For any fixed real scale L the φ-ladder contains only finitely many rungs below it. Navier-Stokes regularity arguments that rely on the Recognition Science cutoff cite this finiteness result. The proof extracts N from the standard limit φ^n → ∞ as n → ∞, which follows from φ > 1.

Claim. For every real number $L$, there exists a natural number $N$ such that $L ≤ φ^n$ holds for every natural number $n ≥ N$, where $φ$ is the golden ratio and the rung scale at level $n$ is $φ^n$.

background

The module formalizes the φ-ladder cutoff for Navier-Stokes regularity on the RS discrete lattice. The rung scale at level n is defined by phiRungScale n := φ^n and is positive and strictly increasing. Upstream results establish 1 < φ, which guarantees that its powers diverge to infinity.
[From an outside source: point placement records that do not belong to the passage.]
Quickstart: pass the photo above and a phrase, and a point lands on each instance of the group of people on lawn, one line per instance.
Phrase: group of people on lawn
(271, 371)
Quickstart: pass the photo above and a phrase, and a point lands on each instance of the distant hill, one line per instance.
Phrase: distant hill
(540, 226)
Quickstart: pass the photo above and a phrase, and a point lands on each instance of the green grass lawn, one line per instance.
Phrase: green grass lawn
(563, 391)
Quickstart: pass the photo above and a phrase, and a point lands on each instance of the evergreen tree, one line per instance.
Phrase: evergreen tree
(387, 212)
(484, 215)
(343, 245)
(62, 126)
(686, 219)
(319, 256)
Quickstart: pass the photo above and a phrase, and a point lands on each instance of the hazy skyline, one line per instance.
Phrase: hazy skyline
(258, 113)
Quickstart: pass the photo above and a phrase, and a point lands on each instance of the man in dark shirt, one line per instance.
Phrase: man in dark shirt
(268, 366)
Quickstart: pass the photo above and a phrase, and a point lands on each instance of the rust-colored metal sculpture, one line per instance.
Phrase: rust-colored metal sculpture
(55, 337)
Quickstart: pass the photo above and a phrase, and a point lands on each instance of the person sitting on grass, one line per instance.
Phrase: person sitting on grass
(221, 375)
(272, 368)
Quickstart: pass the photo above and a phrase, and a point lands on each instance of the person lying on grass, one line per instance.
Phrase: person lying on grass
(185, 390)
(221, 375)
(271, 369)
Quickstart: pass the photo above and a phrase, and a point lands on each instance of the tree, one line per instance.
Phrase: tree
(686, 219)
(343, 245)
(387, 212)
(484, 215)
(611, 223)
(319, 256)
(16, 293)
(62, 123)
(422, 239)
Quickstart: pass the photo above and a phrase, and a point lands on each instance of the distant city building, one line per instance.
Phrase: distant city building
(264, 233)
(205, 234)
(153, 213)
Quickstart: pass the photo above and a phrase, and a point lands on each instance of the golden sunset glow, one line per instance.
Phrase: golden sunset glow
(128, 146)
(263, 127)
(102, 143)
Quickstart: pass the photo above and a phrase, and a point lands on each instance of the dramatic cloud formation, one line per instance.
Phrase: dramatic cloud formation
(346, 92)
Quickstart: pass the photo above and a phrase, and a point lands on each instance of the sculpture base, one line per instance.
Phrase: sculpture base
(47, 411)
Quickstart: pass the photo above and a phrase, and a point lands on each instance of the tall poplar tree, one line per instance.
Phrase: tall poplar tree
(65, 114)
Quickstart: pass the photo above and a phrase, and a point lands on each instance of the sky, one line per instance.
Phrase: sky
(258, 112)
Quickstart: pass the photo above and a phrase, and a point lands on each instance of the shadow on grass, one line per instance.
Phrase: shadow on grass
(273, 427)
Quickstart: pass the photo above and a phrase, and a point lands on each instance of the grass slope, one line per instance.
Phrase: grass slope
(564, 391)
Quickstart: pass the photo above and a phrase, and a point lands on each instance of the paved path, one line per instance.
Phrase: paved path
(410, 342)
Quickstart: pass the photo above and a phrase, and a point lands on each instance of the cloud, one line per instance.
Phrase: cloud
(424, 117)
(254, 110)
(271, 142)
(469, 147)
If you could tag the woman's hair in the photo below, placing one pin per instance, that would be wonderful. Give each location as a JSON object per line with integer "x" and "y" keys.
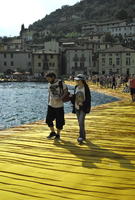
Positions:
{"x": 51, "y": 75}
{"x": 84, "y": 82}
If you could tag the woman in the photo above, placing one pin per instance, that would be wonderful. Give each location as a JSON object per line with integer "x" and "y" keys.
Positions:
{"x": 81, "y": 104}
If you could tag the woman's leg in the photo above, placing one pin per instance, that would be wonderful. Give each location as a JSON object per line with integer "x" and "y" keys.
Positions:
{"x": 81, "y": 120}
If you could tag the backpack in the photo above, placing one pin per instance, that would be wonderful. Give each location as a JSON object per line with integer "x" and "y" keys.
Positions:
{"x": 66, "y": 98}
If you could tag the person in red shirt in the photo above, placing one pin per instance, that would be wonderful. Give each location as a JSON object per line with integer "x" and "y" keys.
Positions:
{"x": 132, "y": 88}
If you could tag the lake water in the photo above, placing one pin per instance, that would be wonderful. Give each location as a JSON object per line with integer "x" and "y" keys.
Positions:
{"x": 21, "y": 103}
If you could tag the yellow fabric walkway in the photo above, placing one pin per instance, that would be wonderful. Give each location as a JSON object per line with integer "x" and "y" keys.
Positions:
{"x": 34, "y": 168}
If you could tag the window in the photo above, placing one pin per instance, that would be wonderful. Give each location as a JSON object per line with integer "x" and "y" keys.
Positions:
{"x": 12, "y": 63}
{"x": 75, "y": 64}
{"x": 110, "y": 61}
{"x": 81, "y": 64}
{"x": 11, "y": 55}
{"x": 103, "y": 61}
{"x": 117, "y": 61}
{"x": 127, "y": 61}
{"x": 5, "y": 63}
{"x": 39, "y": 64}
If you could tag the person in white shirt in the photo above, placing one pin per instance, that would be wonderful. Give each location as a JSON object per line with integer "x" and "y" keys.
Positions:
{"x": 81, "y": 104}
{"x": 55, "y": 105}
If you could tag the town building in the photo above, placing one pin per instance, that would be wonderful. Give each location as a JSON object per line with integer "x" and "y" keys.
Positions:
{"x": 117, "y": 60}
{"x": 15, "y": 61}
{"x": 44, "y": 61}
{"x": 78, "y": 60}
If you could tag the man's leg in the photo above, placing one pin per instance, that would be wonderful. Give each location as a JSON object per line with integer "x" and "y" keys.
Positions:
{"x": 60, "y": 121}
{"x": 81, "y": 120}
{"x": 49, "y": 120}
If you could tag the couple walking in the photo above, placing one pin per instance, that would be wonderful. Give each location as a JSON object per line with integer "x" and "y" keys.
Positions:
{"x": 81, "y": 100}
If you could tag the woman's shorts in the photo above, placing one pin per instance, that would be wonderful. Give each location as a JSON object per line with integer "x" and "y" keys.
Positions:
{"x": 55, "y": 114}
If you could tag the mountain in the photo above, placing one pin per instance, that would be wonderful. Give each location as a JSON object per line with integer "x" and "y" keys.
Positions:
{"x": 70, "y": 18}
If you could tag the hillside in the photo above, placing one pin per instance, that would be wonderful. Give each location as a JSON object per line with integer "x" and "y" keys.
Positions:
{"x": 70, "y": 18}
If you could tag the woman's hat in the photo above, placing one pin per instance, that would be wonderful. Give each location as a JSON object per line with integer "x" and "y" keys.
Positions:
{"x": 79, "y": 77}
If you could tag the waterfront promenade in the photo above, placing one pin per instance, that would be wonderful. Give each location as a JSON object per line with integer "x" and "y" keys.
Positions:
{"x": 34, "y": 168}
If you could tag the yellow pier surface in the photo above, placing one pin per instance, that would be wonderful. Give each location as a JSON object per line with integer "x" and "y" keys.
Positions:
{"x": 34, "y": 168}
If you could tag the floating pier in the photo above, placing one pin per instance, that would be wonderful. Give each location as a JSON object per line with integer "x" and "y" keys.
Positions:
{"x": 34, "y": 168}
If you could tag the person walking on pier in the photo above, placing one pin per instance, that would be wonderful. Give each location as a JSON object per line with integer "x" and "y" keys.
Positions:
{"x": 55, "y": 105}
{"x": 132, "y": 88}
{"x": 81, "y": 104}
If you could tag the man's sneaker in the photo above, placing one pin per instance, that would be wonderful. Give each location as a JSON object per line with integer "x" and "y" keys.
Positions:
{"x": 52, "y": 134}
{"x": 80, "y": 140}
{"x": 57, "y": 137}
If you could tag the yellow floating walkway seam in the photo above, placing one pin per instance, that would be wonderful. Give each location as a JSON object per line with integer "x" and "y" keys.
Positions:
{"x": 33, "y": 168}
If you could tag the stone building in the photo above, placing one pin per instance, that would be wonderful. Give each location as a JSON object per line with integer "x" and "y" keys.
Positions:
{"x": 117, "y": 60}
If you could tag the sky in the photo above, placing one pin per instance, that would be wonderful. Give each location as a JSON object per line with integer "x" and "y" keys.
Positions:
{"x": 14, "y": 13}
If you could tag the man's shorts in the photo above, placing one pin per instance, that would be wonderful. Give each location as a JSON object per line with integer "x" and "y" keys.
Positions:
{"x": 55, "y": 114}
{"x": 132, "y": 91}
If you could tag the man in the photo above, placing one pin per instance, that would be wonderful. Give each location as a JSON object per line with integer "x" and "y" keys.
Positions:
{"x": 132, "y": 88}
{"x": 55, "y": 105}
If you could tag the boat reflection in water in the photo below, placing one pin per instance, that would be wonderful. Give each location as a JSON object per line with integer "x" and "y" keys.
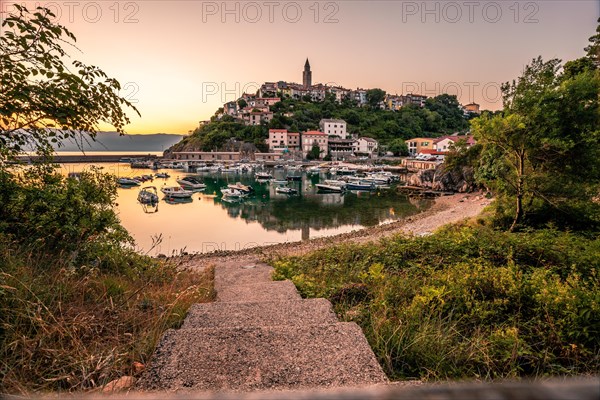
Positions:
{"x": 208, "y": 222}
{"x": 178, "y": 200}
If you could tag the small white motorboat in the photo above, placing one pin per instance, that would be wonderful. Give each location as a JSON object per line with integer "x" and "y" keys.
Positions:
{"x": 189, "y": 182}
{"x": 176, "y": 192}
{"x": 263, "y": 176}
{"x": 232, "y": 193}
{"x": 331, "y": 186}
{"x": 285, "y": 190}
{"x": 148, "y": 195}
{"x": 128, "y": 182}
{"x": 242, "y": 188}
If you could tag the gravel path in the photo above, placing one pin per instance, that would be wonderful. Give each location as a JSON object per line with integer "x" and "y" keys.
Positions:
{"x": 446, "y": 210}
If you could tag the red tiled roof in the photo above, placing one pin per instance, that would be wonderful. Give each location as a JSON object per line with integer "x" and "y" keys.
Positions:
{"x": 432, "y": 152}
{"x": 314, "y": 133}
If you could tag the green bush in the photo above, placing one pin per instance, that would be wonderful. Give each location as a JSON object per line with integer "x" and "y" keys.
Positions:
{"x": 466, "y": 302}
{"x": 78, "y": 306}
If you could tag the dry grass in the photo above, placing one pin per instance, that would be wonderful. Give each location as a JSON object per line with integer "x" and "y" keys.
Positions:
{"x": 70, "y": 330}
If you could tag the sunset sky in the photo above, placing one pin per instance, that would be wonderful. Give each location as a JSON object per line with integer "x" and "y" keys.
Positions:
{"x": 181, "y": 60}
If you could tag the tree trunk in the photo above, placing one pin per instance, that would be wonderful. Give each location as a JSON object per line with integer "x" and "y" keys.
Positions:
{"x": 520, "y": 173}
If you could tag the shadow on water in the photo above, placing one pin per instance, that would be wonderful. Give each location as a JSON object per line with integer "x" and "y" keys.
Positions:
{"x": 309, "y": 208}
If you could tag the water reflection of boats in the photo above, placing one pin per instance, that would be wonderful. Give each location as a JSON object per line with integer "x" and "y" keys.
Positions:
{"x": 148, "y": 195}
{"x": 285, "y": 190}
{"x": 242, "y": 188}
{"x": 176, "y": 192}
{"x": 190, "y": 182}
{"x": 178, "y": 200}
{"x": 231, "y": 200}
{"x": 263, "y": 176}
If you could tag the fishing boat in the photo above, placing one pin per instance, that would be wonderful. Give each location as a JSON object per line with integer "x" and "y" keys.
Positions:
{"x": 232, "y": 193}
{"x": 148, "y": 195}
{"x": 285, "y": 190}
{"x": 315, "y": 170}
{"x": 263, "y": 176}
{"x": 128, "y": 182}
{"x": 176, "y": 192}
{"x": 190, "y": 182}
{"x": 360, "y": 185}
{"x": 242, "y": 188}
{"x": 331, "y": 186}
{"x": 178, "y": 200}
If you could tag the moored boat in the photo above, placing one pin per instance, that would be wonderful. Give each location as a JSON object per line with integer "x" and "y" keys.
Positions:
{"x": 242, "y": 188}
{"x": 285, "y": 190}
{"x": 128, "y": 182}
{"x": 331, "y": 186}
{"x": 148, "y": 195}
{"x": 232, "y": 193}
{"x": 361, "y": 186}
{"x": 190, "y": 182}
{"x": 176, "y": 192}
{"x": 263, "y": 176}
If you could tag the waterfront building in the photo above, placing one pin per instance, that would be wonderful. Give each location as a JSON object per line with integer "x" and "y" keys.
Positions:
{"x": 334, "y": 127}
{"x": 314, "y": 137}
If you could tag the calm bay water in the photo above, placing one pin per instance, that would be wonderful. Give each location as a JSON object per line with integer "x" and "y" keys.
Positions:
{"x": 207, "y": 223}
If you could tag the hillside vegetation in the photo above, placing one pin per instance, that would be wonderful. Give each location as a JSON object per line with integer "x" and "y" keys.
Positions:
{"x": 465, "y": 302}
{"x": 515, "y": 293}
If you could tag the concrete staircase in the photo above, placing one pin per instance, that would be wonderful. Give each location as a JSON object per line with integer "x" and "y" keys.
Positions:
{"x": 261, "y": 335}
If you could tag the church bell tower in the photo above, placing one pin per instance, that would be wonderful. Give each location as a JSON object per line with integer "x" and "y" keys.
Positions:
{"x": 307, "y": 75}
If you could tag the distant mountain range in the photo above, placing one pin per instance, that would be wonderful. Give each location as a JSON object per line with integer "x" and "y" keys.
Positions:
{"x": 112, "y": 141}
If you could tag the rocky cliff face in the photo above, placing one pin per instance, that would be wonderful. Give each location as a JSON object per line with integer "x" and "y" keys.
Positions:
{"x": 461, "y": 181}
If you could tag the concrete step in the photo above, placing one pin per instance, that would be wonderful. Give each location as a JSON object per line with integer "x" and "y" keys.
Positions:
{"x": 266, "y": 291}
{"x": 257, "y": 314}
{"x": 250, "y": 359}
{"x": 242, "y": 274}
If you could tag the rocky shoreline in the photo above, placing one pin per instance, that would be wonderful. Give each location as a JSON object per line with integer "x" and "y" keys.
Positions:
{"x": 445, "y": 210}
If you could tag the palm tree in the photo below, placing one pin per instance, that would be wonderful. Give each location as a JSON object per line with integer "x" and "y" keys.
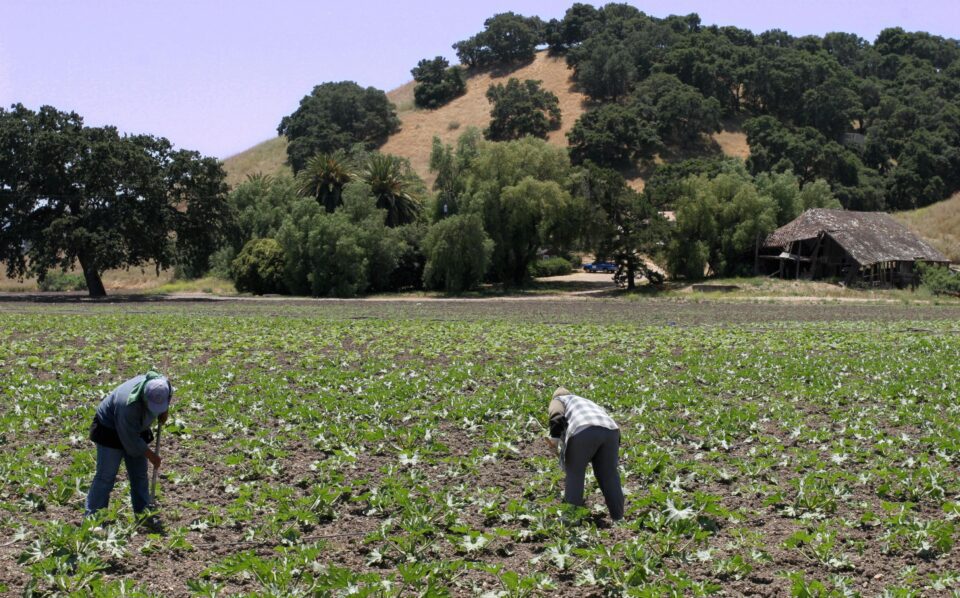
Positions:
{"x": 393, "y": 184}
{"x": 324, "y": 177}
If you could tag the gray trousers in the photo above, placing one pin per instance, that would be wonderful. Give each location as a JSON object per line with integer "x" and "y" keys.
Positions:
{"x": 599, "y": 447}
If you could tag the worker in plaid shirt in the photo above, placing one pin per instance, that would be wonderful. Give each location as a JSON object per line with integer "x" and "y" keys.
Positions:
{"x": 586, "y": 434}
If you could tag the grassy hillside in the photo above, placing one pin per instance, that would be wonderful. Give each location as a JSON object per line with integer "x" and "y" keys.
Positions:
{"x": 939, "y": 224}
{"x": 419, "y": 127}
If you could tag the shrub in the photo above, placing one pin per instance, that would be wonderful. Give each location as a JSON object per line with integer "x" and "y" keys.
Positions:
{"x": 552, "y": 266}
{"x": 343, "y": 254}
{"x": 259, "y": 267}
{"x": 437, "y": 82}
{"x": 939, "y": 280}
{"x": 58, "y": 281}
{"x": 458, "y": 253}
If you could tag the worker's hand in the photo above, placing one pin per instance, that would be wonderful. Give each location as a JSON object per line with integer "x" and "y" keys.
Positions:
{"x": 153, "y": 458}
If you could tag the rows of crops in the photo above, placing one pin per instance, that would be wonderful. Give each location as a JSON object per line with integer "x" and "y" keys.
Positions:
{"x": 399, "y": 456}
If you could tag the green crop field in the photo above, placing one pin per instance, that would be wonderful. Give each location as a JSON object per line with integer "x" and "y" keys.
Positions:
{"x": 335, "y": 448}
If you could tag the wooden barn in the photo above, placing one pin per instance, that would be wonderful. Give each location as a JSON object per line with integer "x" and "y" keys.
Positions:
{"x": 857, "y": 248}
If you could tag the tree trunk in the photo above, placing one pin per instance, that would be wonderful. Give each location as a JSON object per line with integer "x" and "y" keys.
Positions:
{"x": 94, "y": 283}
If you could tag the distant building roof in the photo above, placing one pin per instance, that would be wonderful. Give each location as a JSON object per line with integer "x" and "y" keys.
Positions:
{"x": 869, "y": 237}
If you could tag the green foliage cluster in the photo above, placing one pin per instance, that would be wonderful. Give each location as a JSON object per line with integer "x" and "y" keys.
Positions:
{"x": 507, "y": 38}
{"x": 346, "y": 253}
{"x": 258, "y": 269}
{"x": 346, "y": 225}
{"x": 437, "y": 82}
{"x": 661, "y": 111}
{"x": 70, "y": 194}
{"x": 722, "y": 221}
{"x": 457, "y": 251}
{"x": 520, "y": 188}
{"x": 551, "y": 266}
{"x": 879, "y": 122}
{"x": 337, "y": 116}
{"x": 521, "y": 109}
{"x": 56, "y": 280}
{"x": 622, "y": 225}
{"x": 733, "y": 430}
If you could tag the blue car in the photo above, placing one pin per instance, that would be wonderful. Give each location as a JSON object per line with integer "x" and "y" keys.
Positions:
{"x": 600, "y": 267}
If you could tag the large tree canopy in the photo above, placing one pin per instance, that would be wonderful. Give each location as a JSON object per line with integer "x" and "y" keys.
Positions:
{"x": 506, "y": 38}
{"x": 74, "y": 194}
{"x": 520, "y": 109}
{"x": 519, "y": 188}
{"x": 337, "y": 116}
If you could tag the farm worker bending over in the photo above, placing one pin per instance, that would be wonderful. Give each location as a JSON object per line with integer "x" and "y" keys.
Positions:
{"x": 586, "y": 434}
{"x": 121, "y": 431}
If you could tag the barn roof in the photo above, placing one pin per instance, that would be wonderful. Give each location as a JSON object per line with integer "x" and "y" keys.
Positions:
{"x": 869, "y": 237}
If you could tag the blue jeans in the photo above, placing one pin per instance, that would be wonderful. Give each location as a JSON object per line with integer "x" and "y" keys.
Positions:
{"x": 108, "y": 464}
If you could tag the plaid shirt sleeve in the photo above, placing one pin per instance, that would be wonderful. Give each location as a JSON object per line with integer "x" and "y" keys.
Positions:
{"x": 583, "y": 413}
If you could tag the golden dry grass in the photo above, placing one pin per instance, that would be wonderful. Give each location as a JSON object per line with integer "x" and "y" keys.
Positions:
{"x": 419, "y": 127}
{"x": 939, "y": 224}
{"x": 472, "y": 109}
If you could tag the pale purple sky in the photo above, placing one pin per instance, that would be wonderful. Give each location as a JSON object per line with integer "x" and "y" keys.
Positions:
{"x": 217, "y": 76}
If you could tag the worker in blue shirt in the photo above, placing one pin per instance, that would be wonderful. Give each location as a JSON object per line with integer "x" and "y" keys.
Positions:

This sits inside the Recognition Science derivation where φ arises as the self-similar fixed point.

proof idea

The argument invokes the tendsto fact for powers: since 1 < φ, φ^n tends to infinity at infinity. It rewrites this as the atTop_atTop property, picks N large enough that φ^n exceeds the ceiling of L for n ≥ N, and concludes via the inequality L ≤ ⌈L⌉₊.

why it matters

This finiteness statement is assembled into the main certificate phiLadderCutoff, which collects the J-cost properties, the decay factor, and the cascade depth results. It supplies the ultraviolet termination needed for the regularity claim in the paper NS_Regularity_Phi_Ladder_Cutoff. Within the framework it closes the finite-depth cascade consistent with the eight-tick structure.